Blogger always learning said...

oy vey. My eyeballs are cold just looking at that thermometer. Am not sure what's worse - really really cold, or really really hot. Just hoping that I'll end up moving to someplace temperate... :D

Wednesday, December 13, 2006 6:07:00 PM  
Anonymous Anonymous said...

Tell us more about the process of cold hardening sometime.

Wednesday, December 13, 2006 8:28:00 PM  
Anonymous Anonymous said...

"Cold hardening?" Never happen with guys! Once I was on the way out of Colorado Springs in a snowstorm. I had to pee so bad I just stopped in the middle of the right lane because I couldn't see the edge of the road. Hoping now one would come by soon, I whipped it out and started decorating the road.
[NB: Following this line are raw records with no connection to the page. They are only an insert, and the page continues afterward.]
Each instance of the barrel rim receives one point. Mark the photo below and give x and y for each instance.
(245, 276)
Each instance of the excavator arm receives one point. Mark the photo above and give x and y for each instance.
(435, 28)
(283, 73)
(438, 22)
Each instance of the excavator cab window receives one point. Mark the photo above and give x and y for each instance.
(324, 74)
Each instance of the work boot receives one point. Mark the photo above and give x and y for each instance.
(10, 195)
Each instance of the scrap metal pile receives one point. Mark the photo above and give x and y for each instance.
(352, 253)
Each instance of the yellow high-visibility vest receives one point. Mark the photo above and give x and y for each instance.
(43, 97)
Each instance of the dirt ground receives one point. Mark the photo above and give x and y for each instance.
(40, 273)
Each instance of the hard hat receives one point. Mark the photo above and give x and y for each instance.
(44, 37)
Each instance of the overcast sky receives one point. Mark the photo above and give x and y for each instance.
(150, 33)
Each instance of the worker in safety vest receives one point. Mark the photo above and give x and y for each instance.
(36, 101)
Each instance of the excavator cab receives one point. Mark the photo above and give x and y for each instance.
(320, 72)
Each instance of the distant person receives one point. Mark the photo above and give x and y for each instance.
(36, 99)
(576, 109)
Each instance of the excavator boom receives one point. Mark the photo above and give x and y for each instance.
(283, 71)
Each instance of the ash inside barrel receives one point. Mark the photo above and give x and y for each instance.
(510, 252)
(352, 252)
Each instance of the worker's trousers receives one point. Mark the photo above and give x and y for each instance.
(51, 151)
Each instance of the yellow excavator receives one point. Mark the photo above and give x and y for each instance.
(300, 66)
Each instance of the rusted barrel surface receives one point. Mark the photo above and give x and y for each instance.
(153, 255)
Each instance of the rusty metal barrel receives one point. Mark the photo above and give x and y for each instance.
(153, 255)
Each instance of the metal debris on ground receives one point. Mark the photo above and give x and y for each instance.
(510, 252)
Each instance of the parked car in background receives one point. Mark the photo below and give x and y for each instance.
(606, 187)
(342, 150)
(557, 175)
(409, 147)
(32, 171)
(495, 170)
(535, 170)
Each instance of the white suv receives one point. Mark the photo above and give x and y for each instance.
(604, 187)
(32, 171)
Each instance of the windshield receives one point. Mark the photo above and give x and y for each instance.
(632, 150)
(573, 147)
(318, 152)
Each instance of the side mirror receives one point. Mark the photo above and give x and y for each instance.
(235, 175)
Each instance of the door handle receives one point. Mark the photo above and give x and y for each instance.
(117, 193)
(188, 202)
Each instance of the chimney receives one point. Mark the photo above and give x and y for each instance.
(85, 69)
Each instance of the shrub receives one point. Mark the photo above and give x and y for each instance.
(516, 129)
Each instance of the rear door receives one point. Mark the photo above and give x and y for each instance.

When I thought I had finished, I replaced my frozen lizard only to realize it was still going! I hate cold weather!

Wednesday, December 13, 2006 10:58:00 PM  
Anonymous Anonymous said...

It's interesting, you only have about two hours less of daylight than we have here in northern Michigan. We are a bit warmer now though, which is unfortunate because the melting really makes a total
mess of things.

Thursday, December 14, 2006 5:51:00 AM  
Anonymous Leah in Fbks said...

Your hardening photo reminded me of my daughter and I ten years ago - but the time I'd drug her sled the mile to grandma's her fat little cheeks were hardening, indeed. My mother berated me and I never, ever took her out without a scarf again. Now, as a beautiful Native girl of 15, I occassionally see splotchiness on her cheeks when she's cold and I feel shame for being such a stupid young mother.

Thanks Tundra PA for your wonderful blog - your writing and photos are a wonderful treat!

Thursday, December 14, 2006 9:33:00 AM  
Blogger TheTundraPA said...

Always learning--my eyeballs get cold sometimes being out in it. I'll generally take really cold over really hot most times.

Anonymous 8:28--cold hardening is my own term for the process of getting used to the cold. I wrote about it in an earlier post in September called Waning Autumn.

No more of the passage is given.